# Castillo



## doughboi (Nov 10, 2012)

Do anyone here know about the castillo bloodline? Where did it originate from how long has it been around apbt or bully bloodline?


----------



## Firehazard (Dec 4, 2009)

Castillo had game dogs at one time that were equivalent to the foundation of Carver or Patrick.. she soon got into big OFRN type dogs and thats where Anchor Chain derived........ 

I believe Castillo sold her yard and its ran by a couple of guys don't know how they're breeding his stock today.


----------



## Saint Francis (Jun 2, 2010)

I believe this line of dogs was "created" by Ms.

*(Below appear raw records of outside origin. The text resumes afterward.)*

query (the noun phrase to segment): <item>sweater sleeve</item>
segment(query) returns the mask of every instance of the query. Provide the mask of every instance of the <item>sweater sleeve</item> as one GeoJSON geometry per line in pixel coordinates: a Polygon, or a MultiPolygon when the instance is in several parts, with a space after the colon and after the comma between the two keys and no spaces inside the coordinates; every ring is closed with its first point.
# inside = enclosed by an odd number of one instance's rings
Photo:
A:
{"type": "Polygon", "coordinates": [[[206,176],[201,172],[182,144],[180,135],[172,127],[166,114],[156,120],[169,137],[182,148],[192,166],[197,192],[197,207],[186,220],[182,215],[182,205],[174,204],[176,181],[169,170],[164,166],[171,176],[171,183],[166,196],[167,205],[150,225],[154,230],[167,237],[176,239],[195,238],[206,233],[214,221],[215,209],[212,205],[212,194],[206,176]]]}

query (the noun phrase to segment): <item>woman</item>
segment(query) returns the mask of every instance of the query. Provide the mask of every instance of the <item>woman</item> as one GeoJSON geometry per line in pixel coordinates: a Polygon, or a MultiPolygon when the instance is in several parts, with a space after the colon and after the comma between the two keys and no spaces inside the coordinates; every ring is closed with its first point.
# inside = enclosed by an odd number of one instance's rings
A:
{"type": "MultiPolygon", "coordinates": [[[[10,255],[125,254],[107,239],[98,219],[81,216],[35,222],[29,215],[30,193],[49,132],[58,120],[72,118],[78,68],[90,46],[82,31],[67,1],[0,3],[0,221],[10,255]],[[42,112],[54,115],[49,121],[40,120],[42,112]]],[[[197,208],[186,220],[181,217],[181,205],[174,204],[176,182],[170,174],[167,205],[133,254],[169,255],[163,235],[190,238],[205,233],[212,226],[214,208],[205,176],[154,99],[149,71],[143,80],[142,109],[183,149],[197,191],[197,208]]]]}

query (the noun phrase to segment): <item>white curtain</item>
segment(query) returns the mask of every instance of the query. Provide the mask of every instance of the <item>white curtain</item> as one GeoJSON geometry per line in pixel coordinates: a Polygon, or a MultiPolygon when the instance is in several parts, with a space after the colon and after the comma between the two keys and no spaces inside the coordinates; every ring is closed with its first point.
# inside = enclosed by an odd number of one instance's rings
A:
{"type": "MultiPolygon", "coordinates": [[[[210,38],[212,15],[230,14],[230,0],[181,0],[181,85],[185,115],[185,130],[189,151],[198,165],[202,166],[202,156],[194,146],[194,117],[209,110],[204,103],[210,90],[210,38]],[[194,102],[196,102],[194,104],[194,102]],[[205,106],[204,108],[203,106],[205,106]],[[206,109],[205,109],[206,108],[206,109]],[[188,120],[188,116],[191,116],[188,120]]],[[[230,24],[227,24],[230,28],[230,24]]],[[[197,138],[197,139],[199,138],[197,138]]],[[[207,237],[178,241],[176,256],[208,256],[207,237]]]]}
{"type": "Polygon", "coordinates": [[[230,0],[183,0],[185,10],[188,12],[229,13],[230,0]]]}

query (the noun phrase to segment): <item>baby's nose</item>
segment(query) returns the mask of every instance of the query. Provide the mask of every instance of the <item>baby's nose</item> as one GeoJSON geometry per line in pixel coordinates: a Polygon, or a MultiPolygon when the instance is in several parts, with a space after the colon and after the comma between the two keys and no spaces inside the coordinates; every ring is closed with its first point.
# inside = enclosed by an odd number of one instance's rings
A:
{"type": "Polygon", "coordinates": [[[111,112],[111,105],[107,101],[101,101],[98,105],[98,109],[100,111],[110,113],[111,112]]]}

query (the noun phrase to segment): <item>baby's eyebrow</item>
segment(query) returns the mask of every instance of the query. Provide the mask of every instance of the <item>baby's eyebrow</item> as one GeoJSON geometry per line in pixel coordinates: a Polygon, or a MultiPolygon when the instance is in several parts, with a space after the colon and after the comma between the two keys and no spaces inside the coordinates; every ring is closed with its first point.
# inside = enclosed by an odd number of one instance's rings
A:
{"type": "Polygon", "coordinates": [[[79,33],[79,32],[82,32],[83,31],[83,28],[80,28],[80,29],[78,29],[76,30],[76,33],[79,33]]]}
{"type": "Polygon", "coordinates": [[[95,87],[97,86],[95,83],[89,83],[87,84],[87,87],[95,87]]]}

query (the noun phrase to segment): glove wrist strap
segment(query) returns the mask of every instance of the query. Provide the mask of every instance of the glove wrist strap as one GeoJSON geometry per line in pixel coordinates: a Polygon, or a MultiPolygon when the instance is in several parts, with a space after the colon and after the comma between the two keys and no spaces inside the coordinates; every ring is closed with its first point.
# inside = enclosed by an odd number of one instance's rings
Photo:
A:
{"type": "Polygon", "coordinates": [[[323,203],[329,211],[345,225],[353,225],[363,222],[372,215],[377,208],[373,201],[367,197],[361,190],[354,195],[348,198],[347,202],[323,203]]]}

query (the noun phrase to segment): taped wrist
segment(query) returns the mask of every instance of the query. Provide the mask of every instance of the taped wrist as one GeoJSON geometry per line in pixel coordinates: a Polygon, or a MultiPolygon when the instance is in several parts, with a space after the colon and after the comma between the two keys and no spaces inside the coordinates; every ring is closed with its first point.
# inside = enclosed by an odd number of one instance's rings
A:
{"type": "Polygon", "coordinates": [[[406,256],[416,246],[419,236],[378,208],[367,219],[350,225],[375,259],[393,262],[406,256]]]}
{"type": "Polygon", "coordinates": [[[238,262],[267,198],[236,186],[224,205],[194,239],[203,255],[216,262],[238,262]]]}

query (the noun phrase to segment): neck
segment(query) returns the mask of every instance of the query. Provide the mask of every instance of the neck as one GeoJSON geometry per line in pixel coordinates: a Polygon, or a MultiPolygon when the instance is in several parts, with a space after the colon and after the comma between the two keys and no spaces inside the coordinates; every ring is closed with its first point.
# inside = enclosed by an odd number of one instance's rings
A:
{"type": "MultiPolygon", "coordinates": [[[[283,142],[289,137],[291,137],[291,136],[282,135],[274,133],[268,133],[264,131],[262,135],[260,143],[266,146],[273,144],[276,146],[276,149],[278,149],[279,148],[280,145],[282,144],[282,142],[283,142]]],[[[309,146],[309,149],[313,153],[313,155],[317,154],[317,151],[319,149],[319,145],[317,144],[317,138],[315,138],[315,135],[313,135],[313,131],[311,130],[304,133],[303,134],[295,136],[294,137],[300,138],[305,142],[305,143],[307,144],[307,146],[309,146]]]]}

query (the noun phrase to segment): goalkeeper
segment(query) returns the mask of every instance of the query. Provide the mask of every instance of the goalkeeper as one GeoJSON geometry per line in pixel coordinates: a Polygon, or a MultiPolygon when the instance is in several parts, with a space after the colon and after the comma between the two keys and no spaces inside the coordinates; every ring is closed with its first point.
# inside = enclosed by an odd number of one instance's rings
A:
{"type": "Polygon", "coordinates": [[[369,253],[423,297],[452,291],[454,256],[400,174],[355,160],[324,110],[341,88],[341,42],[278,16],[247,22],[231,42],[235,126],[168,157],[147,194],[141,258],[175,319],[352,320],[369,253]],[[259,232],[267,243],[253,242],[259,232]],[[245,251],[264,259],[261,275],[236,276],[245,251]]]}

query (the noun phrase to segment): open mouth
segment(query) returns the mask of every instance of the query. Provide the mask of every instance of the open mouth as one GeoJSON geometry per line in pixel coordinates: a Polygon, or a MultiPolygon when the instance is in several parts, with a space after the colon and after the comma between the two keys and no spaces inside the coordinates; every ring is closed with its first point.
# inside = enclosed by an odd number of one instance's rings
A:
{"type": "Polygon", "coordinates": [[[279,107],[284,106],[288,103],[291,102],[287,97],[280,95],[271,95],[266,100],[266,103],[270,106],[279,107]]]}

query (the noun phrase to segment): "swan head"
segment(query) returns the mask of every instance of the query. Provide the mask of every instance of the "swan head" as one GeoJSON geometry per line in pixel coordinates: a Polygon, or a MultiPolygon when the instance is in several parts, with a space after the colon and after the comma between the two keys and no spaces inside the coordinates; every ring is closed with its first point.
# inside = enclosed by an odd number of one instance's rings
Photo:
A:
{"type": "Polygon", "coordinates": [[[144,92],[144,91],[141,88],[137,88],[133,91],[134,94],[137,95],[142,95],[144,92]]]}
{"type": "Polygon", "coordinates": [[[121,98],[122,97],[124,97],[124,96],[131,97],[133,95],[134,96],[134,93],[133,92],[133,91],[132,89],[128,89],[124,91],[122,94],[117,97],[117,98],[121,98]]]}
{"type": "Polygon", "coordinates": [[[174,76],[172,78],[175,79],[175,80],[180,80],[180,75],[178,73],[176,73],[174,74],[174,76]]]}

Tekla Castillo....she started this some thirty years ago +-


----------



## Firehazard (Dec 4, 2009)

Yeah, Im a lil scattered at this moment.. My lil bro (cousin) like brother is dying of organ failure ... got hooked on that  the roller coaster going up and down.. ER and on to Lifeflight~ ... I spaced as I was writting just from subconcious type thoughts.. Thanks for pointing that out.


----------



## welder (Jan 25, 2013)

dam fire, hate to hear that man!
thats ruff.
prayers sent yo way dude


----------



## Saint Francis (Jun 2, 2010)

Sent a prayer up as well.


----------



## scparrish (Jan 8, 2010)

is anchor chain still around last time I checked out their dogs they seemed way off track jmo


----------



## doughboi (Nov 10, 2012)

Firehazard said:


> Yeah, Im a lil scattered at this moment.. My lil bro (cousin) like brother is dying of organ failure ... got hooked on that  the roller coaster going up and down.. ER and on to Lifeflight~ ... I spaced as I was writting just from subconcious type thoughts.. Thanks for pointing that out.


Sry to hear that hope everything gets better


----------



## doughboi (Nov 10, 2012)

What about TNT bloodline is that or did that start out as apbt bloodline stuff


----------